JATIMTIMES – Kebijakan pemerintah yang menaikan harga bahan bakar minyak (BBM) bersubsidi, khususnya jenis pertalite dan solar, mengakibatkan para nelayan di Banyuwangi bertambah menderita.
Kondisi sulitnya mendapatkan ikan tangkapan di laut bertambah dengan mahalnya harga BBM sehingga membuat biaya operasional untuk melaut mengalami kenaikan yang signifikan.
Baca Juga : Gema Keadilan Jatim Tegas Menolak Kebijakan Kenaikan Harga BBM oleh Presiden Jokowi
Ungkapan tersebut disampaikan oleh Hasan Basri, ketua Himpunan Nelayan Seluruh Indonesia Cabang Banyuwangi pada Kamis (08/09/2022).
Menurut Hasan, dalam beberapa tahun terakhir, sumber daya ikan di Muncar semakin menipis karena ekosistem yang rusak. Nelayan yang biasanya menempuh jarak 1 mil sudah mendapatkan ikan, namun dalam beberapa tahun terakhit mereka harus menempuh jarak 5 mil agar bisa mendapatkan ikan.
"Saat ini sekali berangkat perahu 5 ribu GT ke bawah itu butuh 45 liter. Dulu 1 mil sudah dapat ikan saat ini lebih sulit dan harus menempuh jarak yang lebih jauh. Itu sudah terasa sejak 2010," ungkap Hasan.
Di satu sisi, meski sudah menempuh jarak yang cukup jauh namun di sisi lain hasil ikan tangkapan nelayan tidak menentu. Sekali waktu hasilnya cukup namun tidak jarang tidak memperoleh hasil sama sekali.
"Kadang pulang dapat ikan dijual cuma laku paling Rp 500 ribu.
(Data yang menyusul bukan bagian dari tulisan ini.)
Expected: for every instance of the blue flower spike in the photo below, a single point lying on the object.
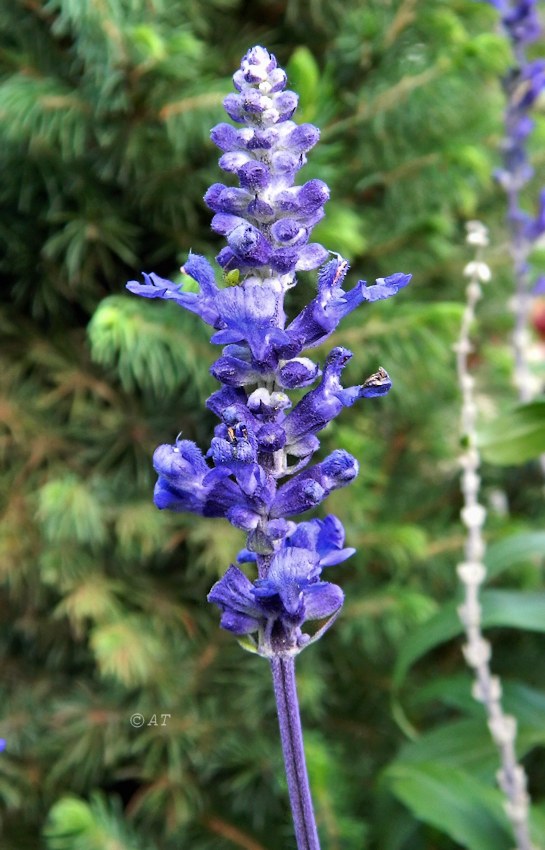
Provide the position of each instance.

Itu belum dipotong solar dan biaya untuk makan dan lain-lain sehingga hasilnya sangat nipis," ujarnya.
Oleh sebab itu di tengah kondisi nelayan yang menderita, kebijakan pemerintah menaikkan BBM bersubsidi bagi Hasan dan nelayan lain dirasakan hanya menambah deretan penderitaan nelayan.
Baca Juga : Hadir di Mypertamina Mechanical Competition 2022, Pemkot Kediri Ingin Siswa SMK Bersaing Jadi Mekanik Andal
"Naik seribu rupiah saja sudah terasa bagi nelayan. Lha ini hampir dua ribu kondisi yang ada saat ini sangat menyengsarakan," imbuhnya.
Pihaknya sangat berharap agar pemerintah mencabut kebijakan yang jelas menyengsengsarakan masyarakat kecil khususnya kaum nelayan."Kami minta pemerintah untuk meninjau kembali kebijakan tersebut. Karena kebijakan itu sekali lagi sangat tidak mensejahterakan masyarakat kecil," tambahnya.
Salah seorang nelayan, Mansur, mengaku saat ini dia enggan melaut karena tidak mampu membeli solar. Memaksakan bekerja dengan semakin mahalnya harga BBM bagi Mansur sama halnya ibarat pepatah “besar pasak faripada tiang”, atau lebih besar pengeluaran daripada pendapatan."Lebih besar operasionalnya daripada penghasilannya. Makanya saya tidak melaut," ujarnya.
Sebagai masyarakat mengetahui bersama pada 3 September 2022 Pemerintah pusat resmi mengumumkan penyesuaian harga BBM bersubsidi. Pertalite bersubdisi yang awalnya Rp 7.650 per liter berubah menjadi Rp10 ribu per liter. Kemudian, Solar subsidi naik Rp. 1.650,- dari Rp 5.150 per liter menjadi Rp 6.800 per liter.